Organ weight analysis:
Adjusted liver weights for female rats receiving the test substance, 1000 mg/kg/day were significantly higher than those of the controls following the four-week treatment period. No significant changes in liver weights were recorded for male rats in the high dosage group.

Macroscopic pathology:
Badly groomed fur, dirty tails and brown staining of the pinnae were observed at termination amongst rats receiving the test substance, 1000 mg/kg/day.

Microscopic pathology:
Minimal centrilobular hepatocyte enlargement was noted in the liver of two male and two female rats in the high dosage group. This liver change, which was considered to be treatment-related, was not observed for rats in the lower dosage groups.

Effect levels

Dose descriptor:
NOAEL
Effect level:
100 mg/kg bw/day (actual dose received)
Based on:
test mat.
Sex:
male/female
Basis for effect level:
other: No findings of toxicological significance at 100 mg/kg bw/day.
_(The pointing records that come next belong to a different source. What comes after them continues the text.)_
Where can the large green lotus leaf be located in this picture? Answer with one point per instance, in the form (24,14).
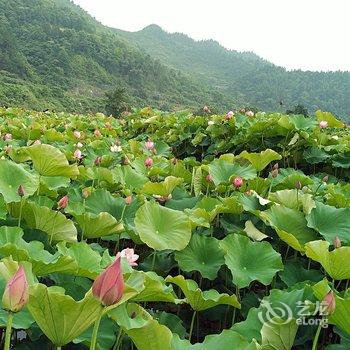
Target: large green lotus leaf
(341,315)
(49,161)
(102,201)
(260,160)
(250,261)
(88,262)
(203,254)
(290,225)
(59,316)
(95,226)
(330,222)
(54,223)
(278,334)
(335,262)
(332,121)
(155,289)
(55,182)
(13,175)
(164,188)
(21,320)
(253,233)
(43,263)
(144,331)
(200,300)
(294,199)
(226,340)
(129,177)
(223,171)
(162,228)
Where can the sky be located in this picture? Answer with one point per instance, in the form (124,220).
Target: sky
(295,34)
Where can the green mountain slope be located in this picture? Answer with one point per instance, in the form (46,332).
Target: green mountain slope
(54,55)
(245,76)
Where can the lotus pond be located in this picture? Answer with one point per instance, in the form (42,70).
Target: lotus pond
(216,232)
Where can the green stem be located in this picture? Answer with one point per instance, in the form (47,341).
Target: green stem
(95,331)
(192,324)
(317,335)
(20,212)
(8,331)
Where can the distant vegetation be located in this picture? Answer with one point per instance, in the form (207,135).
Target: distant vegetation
(53,55)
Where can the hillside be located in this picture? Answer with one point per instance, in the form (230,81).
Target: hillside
(54,55)
(245,76)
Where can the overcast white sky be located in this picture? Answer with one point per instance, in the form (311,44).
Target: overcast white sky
(305,34)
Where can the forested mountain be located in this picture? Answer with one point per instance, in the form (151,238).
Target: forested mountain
(54,55)
(245,76)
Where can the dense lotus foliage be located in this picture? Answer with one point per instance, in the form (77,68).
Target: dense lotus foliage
(231,230)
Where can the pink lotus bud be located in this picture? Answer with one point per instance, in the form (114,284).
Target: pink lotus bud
(97,133)
(274,172)
(77,134)
(328,304)
(63,202)
(229,115)
(148,162)
(21,191)
(336,242)
(128,200)
(77,154)
(108,287)
(298,185)
(130,256)
(237,182)
(98,161)
(323,124)
(206,109)
(8,137)
(149,145)
(209,178)
(16,293)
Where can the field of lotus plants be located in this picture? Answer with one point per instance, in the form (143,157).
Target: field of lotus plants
(174,231)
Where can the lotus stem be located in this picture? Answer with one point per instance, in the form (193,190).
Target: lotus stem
(20,213)
(95,330)
(317,335)
(192,324)
(8,331)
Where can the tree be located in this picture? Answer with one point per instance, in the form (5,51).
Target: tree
(116,101)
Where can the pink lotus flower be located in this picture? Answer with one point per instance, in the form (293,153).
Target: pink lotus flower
(130,256)
(108,287)
(328,304)
(149,145)
(336,242)
(237,182)
(77,134)
(323,124)
(77,154)
(128,200)
(209,178)
(148,162)
(7,137)
(16,293)
(63,202)
(229,115)
(97,133)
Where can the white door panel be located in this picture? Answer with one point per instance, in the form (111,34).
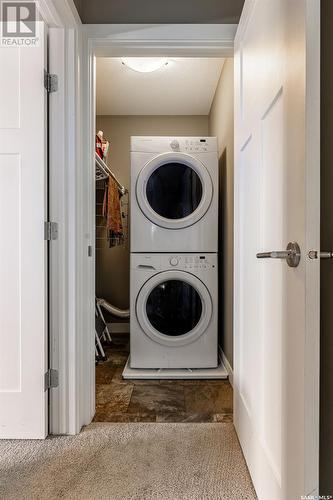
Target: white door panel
(23,251)
(277,201)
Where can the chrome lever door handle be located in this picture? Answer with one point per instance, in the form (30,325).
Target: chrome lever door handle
(276,254)
(292,254)
(314,254)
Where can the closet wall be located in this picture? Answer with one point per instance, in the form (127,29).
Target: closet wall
(112,265)
(221,125)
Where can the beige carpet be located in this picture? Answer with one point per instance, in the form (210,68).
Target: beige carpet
(128,461)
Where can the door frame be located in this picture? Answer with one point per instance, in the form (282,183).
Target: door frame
(312,296)
(74,404)
(177,40)
(73,48)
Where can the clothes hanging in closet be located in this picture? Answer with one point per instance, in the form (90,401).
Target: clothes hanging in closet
(112,212)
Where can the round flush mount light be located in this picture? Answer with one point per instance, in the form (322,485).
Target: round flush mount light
(144,64)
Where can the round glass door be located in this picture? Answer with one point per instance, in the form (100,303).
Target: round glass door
(174,308)
(174,190)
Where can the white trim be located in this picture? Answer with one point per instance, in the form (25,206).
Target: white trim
(227,366)
(118,327)
(65,152)
(162,39)
(59,13)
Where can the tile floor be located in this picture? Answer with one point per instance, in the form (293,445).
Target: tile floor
(119,400)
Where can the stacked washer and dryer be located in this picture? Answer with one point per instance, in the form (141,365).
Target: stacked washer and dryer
(174,242)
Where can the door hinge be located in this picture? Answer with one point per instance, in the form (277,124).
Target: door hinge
(51,231)
(51,379)
(51,82)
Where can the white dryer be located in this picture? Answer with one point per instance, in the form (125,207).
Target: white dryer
(174,194)
(173,321)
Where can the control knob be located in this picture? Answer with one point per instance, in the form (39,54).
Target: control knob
(174,144)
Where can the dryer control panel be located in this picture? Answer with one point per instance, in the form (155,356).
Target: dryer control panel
(185,262)
(173,144)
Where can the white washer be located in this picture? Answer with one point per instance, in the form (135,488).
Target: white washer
(174,194)
(174,311)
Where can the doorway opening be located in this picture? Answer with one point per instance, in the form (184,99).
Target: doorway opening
(164,231)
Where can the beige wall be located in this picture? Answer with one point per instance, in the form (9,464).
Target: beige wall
(112,265)
(221,124)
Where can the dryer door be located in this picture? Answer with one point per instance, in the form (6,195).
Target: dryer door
(174,190)
(174,308)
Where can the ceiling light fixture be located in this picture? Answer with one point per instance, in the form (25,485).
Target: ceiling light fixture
(144,64)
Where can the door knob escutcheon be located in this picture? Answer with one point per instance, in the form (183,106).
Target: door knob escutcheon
(292,254)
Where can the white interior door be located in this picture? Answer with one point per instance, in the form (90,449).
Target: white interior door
(23,251)
(276,365)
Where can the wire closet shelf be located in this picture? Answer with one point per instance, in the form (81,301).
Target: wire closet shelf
(102,171)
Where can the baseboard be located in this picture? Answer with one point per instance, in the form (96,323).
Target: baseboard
(227,366)
(118,327)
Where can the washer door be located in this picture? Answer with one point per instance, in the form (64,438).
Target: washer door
(174,190)
(174,308)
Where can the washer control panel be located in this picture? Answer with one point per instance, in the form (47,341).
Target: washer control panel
(189,145)
(192,262)
(182,262)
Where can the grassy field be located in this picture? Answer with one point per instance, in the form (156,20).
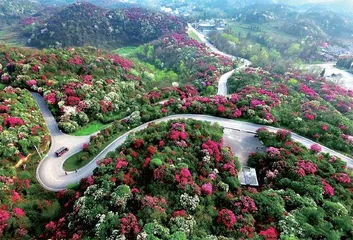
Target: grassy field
(76,162)
(126,51)
(92,127)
Target system / organ toxicity

Critical effects observed:
not specified

Applicant's summary and conclusion

Conclusions:
Changes in general health, bodyweight gains, food consumption, biochemical parameters, organ weights, macroscopic and microscopic pathology were recorded for rats in the high dosage group receiving the test substance, 1000 mg/kg/day.
Several abnormal clinical findings were also noted for rats in the lower dosage groups. However, in the absence of any other physiological or morphological changes these changes were not considered to be of major toxicological importance. The level of the test substance at which no overt signs of toxicity were noted was therefore considered to be 100 mg/kg/day.